¿Cómo viven los vivos con los muertos? Hasta que el capitalismo deshumanizó a la sociedad, todos los vivos esperaban la experiencia de la muerte. Era su futuro final. Los vivos eran en sí mismo incompletos. De esa forma vivos y muertos eran interdependientes. Siempre. Sólo una forma de egotismo extraordinariamente moderna rompió esa interdependencia.
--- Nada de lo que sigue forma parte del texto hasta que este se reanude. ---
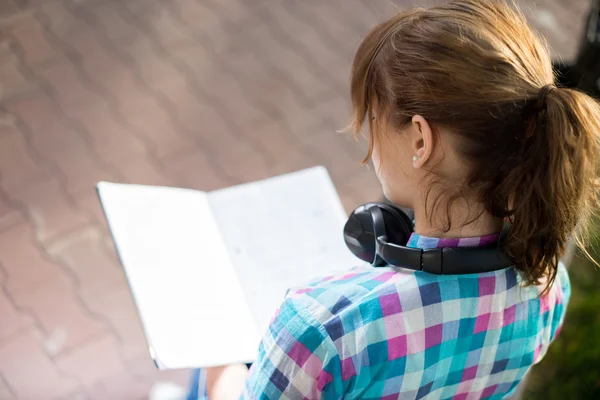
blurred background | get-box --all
[0,0,600,400]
Con consecuencias desastrosas para los vivos, ahora pensamos en los muertos en términos de los eliminados.
Luis García Montero
Delenda est monarchia
Es el título de un famoso artículo que publicó José Ortega y Gasset el 15 de noviembre de 1930 en el periódico El Sol. Después de apoyar el golpe de Estado de Primo de Rivera, Alfonso XIII había intentado regresar a una aparente normalidad constitucional a través del gobierno presidido por el general Berenguer. Como en España nunca pasaba nada —eso se decía—, como la sociedad española era confundida con un rebaño, el error de Alfonso XIII y de Berenguer consistió en creer que la realidad no les iba a pasar factura. El filósofo convocó a los ciudadanos: “Y como es irremediablemente un error, somos nosotros, y no el Régimen mismo; nosotros gente de la calle, de tres al cuarto y nada revolucionarios, quienes tenemos que decir a nuestro conciudadanos: ¡Españoles, vuestro Estado no existe! ¡Reconstruidlo!”. Ortega acertó y el 14 de abril se proclamó la II República.
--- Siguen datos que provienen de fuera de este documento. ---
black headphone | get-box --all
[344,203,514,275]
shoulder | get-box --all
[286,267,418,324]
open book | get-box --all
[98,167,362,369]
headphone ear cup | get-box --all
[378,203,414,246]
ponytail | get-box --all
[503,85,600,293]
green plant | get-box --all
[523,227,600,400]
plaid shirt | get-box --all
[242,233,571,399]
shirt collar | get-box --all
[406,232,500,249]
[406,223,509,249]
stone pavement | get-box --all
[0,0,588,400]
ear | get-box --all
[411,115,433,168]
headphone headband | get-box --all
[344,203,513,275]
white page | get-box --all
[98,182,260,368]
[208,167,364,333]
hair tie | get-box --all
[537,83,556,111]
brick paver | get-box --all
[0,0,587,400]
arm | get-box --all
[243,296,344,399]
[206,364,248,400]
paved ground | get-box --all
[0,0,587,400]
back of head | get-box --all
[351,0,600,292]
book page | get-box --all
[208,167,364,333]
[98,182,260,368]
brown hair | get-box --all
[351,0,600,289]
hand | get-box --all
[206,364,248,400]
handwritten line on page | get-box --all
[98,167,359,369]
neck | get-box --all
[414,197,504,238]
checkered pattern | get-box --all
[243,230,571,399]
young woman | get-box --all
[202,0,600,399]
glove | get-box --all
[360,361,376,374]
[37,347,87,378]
Sería un error nuestro pensar ahora que la imputación de la Infanta Cristina en el proceso por corrupción del caso Nóos, y la presión sobre la justicia ejercida por la Casa Real mediante un comunicado fuera de tono, suponen acontecimientos equiparables al golpe de Primo de Rivera y al gobierno Berenguer. Son noticias que no desencadenan una república de la noche a la mañana. Pero también sería un error no tomar conciencia del descrédito que estos sucesos implican para una monarquía que está en horas muy bajas. El sentido común de la calle ya no acepta de forma sumisa la opacidad de las cuentas del Rey y va a resultar muy difícil que la gente no comprenda que las corrupciones de su yerno se han gestado al amparo de la Casa Real. ¿Qué otro poder tenía el señor Urdangarín para ganar dinero con tanta facilidad? Tampoco será fácil que la gente no se ría cuando el monarca vuelva a decir en el tono solemne de los discursos que todos los españoles son iguales ante la ley. Y que los ciudadanos no vivan como un acto de humillación política que el Partido Popular y el PSOE se pongan de pie para ovacionar durante muchos minutos semejante hipocresía.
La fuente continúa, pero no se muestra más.